Transplanting Chive Seedlings
Once you can be sure that the cold weather is behind you, you can transplant the seedlings into your garden. You can plant the seedling clusters about 10-12 inches apart.
You can bring them a bit closer if you don’t have much room, but you’ll need space between each plant for airflow and plenty of nutrients in the soil for every plant to thrive.
By early summer, you will see the flowers begin to bloom. At this time, you can cut the flowers for use in the kitchen or you can keep them on so that pollinators can do their job until you are ready to harvest your chives.
Once the flowers begin to fade you can deadhead your chive plants so that the flowers don’t drop seeds and spread all over your garden.
It’s that easy. All you need to do is give a chive plant full sun, a good amount of water, loamy to sandy soil, and some room to grow.
Dividing & Transplanting Chives
Like many perennials a quick way to quickly increase the amount of chive plants you have in the garden is to divide established plants.
Chives are clump forming plants and they can pack in quite tightly together. You will find after a certain number of seasons the plant may flower less or crowd itself out. In this case, dividing the chives into 3 or 4 new plants will make each division much healthier and more abundant.
Dividing chives is incredibly easy as they grow as bulbs under the soil.
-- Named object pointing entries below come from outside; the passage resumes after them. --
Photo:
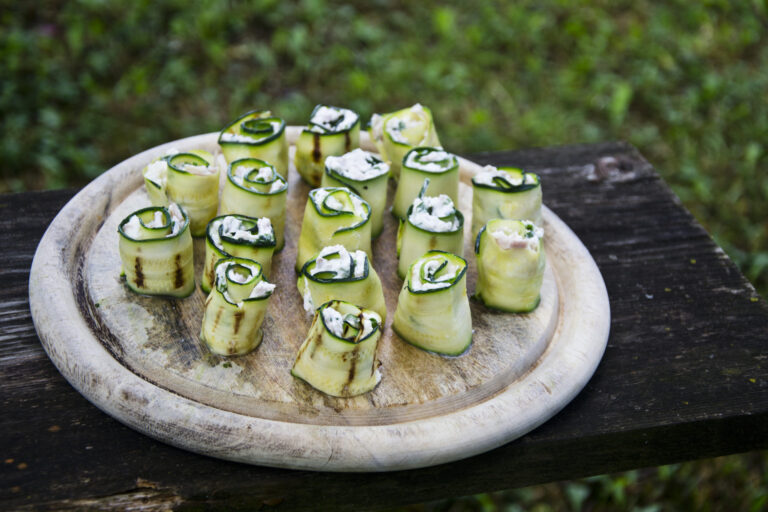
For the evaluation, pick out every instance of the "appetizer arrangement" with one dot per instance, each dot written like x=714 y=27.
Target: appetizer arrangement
x=243 y=225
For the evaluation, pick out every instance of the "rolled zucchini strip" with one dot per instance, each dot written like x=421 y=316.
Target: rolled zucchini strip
x=338 y=357
x=510 y=265
x=365 y=174
x=156 y=251
x=433 y=309
x=398 y=132
x=235 y=308
x=190 y=180
x=440 y=167
x=256 y=134
x=340 y=274
x=255 y=188
x=240 y=236
x=430 y=223
x=332 y=131
x=156 y=179
x=334 y=216
x=504 y=193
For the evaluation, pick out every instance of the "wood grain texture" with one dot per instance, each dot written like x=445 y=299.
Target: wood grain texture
x=683 y=375
x=140 y=359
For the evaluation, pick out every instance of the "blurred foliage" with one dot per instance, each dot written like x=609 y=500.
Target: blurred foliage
x=733 y=483
x=85 y=84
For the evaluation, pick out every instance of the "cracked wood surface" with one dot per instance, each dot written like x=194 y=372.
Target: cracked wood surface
x=683 y=375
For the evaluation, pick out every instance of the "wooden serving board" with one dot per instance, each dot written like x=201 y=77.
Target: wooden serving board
x=140 y=358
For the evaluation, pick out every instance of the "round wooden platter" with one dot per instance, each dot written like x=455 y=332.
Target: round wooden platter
x=140 y=358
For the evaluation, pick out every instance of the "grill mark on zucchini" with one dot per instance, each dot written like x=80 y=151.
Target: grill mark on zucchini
x=316 y=154
x=178 y=278
x=139 y=273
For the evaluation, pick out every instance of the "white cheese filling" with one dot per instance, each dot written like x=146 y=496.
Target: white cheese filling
x=233 y=227
x=157 y=172
x=508 y=240
x=332 y=120
x=357 y=165
x=415 y=117
x=347 y=264
x=489 y=173
x=429 y=161
x=428 y=214
x=428 y=267
x=334 y=322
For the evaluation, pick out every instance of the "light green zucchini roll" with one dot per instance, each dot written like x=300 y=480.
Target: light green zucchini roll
x=255 y=188
x=510 y=265
x=156 y=251
x=337 y=273
x=235 y=308
x=190 y=180
x=334 y=216
x=332 y=131
x=256 y=134
x=338 y=357
x=240 y=236
x=433 y=309
x=504 y=193
x=365 y=174
x=398 y=132
x=430 y=223
x=440 y=167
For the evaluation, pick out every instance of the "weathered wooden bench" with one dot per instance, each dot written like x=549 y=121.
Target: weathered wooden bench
x=683 y=376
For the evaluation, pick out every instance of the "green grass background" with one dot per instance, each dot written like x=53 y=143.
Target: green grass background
x=85 y=84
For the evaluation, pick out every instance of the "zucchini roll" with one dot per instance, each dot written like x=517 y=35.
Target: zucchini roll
x=235 y=308
x=433 y=309
x=240 y=236
x=334 y=216
x=332 y=131
x=338 y=357
x=156 y=251
x=365 y=174
x=504 y=193
x=254 y=188
x=442 y=169
x=256 y=134
x=190 y=180
x=398 y=132
x=340 y=274
x=430 y=223
x=510 y=265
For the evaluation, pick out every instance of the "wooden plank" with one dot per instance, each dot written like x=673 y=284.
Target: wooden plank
x=683 y=376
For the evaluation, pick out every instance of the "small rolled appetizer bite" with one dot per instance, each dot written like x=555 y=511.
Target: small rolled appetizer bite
x=366 y=175
x=235 y=308
x=240 y=236
x=255 y=188
x=332 y=131
x=430 y=223
x=433 y=309
x=398 y=132
x=156 y=251
x=440 y=167
x=510 y=265
x=338 y=357
x=337 y=273
x=190 y=180
x=256 y=134
x=504 y=193
x=334 y=216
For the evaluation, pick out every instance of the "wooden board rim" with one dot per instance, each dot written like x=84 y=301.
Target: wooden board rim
x=561 y=372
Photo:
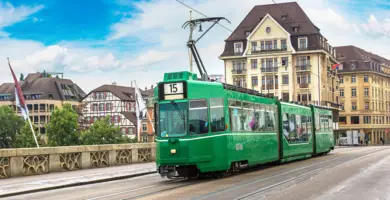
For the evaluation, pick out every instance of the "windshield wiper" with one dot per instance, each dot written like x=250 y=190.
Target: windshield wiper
x=178 y=110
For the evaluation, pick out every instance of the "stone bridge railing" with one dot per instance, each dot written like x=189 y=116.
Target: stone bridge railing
x=35 y=161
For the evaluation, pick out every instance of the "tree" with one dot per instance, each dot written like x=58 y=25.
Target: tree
x=10 y=124
x=25 y=138
x=103 y=132
x=62 y=130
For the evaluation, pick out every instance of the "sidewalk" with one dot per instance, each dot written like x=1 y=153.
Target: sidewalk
x=26 y=184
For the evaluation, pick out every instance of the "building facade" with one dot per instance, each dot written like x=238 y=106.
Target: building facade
x=117 y=102
x=277 y=50
x=42 y=93
x=364 y=94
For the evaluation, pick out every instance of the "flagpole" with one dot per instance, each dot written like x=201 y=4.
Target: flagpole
x=32 y=129
x=150 y=119
x=22 y=105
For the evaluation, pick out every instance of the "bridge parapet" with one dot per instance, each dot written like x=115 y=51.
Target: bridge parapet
x=35 y=161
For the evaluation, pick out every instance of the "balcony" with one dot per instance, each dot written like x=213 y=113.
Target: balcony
x=239 y=71
x=269 y=87
x=304 y=85
x=269 y=69
x=304 y=67
x=269 y=51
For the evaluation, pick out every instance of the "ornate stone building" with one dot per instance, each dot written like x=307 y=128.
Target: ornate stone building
x=364 y=93
x=277 y=50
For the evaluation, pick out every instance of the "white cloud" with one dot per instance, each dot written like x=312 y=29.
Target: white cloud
x=10 y=15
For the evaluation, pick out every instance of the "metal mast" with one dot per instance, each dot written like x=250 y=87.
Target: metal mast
x=191 y=42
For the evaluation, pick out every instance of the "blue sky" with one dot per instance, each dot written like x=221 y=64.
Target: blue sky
x=98 y=42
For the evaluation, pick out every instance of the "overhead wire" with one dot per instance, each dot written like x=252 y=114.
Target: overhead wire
x=202 y=14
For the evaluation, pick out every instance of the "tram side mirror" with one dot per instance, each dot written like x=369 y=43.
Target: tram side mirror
x=192 y=128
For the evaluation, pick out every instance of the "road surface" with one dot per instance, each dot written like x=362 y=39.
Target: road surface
x=361 y=173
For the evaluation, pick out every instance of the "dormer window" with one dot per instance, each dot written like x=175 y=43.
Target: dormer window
x=238 y=47
x=302 y=43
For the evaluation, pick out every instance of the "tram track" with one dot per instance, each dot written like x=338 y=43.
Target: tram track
x=320 y=170
x=280 y=177
x=247 y=184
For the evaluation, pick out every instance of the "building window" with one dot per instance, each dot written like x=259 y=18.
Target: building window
x=286 y=96
x=341 y=92
x=144 y=127
x=283 y=44
x=255 y=81
x=366 y=93
x=355 y=120
x=285 y=79
x=284 y=61
x=238 y=47
x=254 y=46
x=354 y=106
x=353 y=92
x=268 y=45
x=302 y=42
x=353 y=79
x=254 y=63
x=367 y=119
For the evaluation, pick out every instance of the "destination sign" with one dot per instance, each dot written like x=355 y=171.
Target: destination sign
x=173 y=91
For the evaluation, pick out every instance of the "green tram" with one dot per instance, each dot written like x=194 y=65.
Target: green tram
x=207 y=127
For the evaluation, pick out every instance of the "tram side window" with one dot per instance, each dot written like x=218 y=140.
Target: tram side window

To divide them it is simply a case of doing the following:
- The best time to divide chives is in the autumn, dig up the whole chive plant and brush away the loose soil.
- Separate the bulbs and stems, using your fingers this should be fairly easy. You can divide the plant into several pieces, aim for around 7 – 10 shoots per division.
- Re-plant each division into its new home. Water in well but do not fertilise as any new growth in late autumn may be damaged by the first winter frosts.
Tips For Growing Chives
A tip for getting larger chives is to cut the plant down to about 3 inches from the ground when you deadhead the flower. Chives are what’s called a “cut and come-again” type of plant, meaning you can cut the plant down and it will grow back stronger each time.
The first year your chive clusters aren’t going to be as robust as the following years. If you harvest the plants as soon as they grow to their full height, you encourage the plant to focus its resources directly into growing, instead of blooming and seeding, which will give you a stronger plant. You should be able to harvest your chives at least a few times each year.
Varieties of Chives
You’ll find a few varieties of chives that are commonly grown and easy to grow from seed:
The first is the common chive (Allium schoenoprasum) that you are most likely to see at the produce section of your grocery store. The stems are round and hollow in common chives and the flowers are pink – purple.
The second is the Siberian chive (Allium Nutan), which grow much larger and have a robust flavor. The flowers are larger, great for pollinators and all parts are edible.
Garlic chive (Allium Tuberosum), which has white flowers and flat leaves rather than round, hollow stems. They flower much later into the year so paired with common chives make the harvesting season much longer.
Regardless of what type of chive you choose, you will have plenty to harvest for the entire year, and likely will have some leftovers to give to family and friends.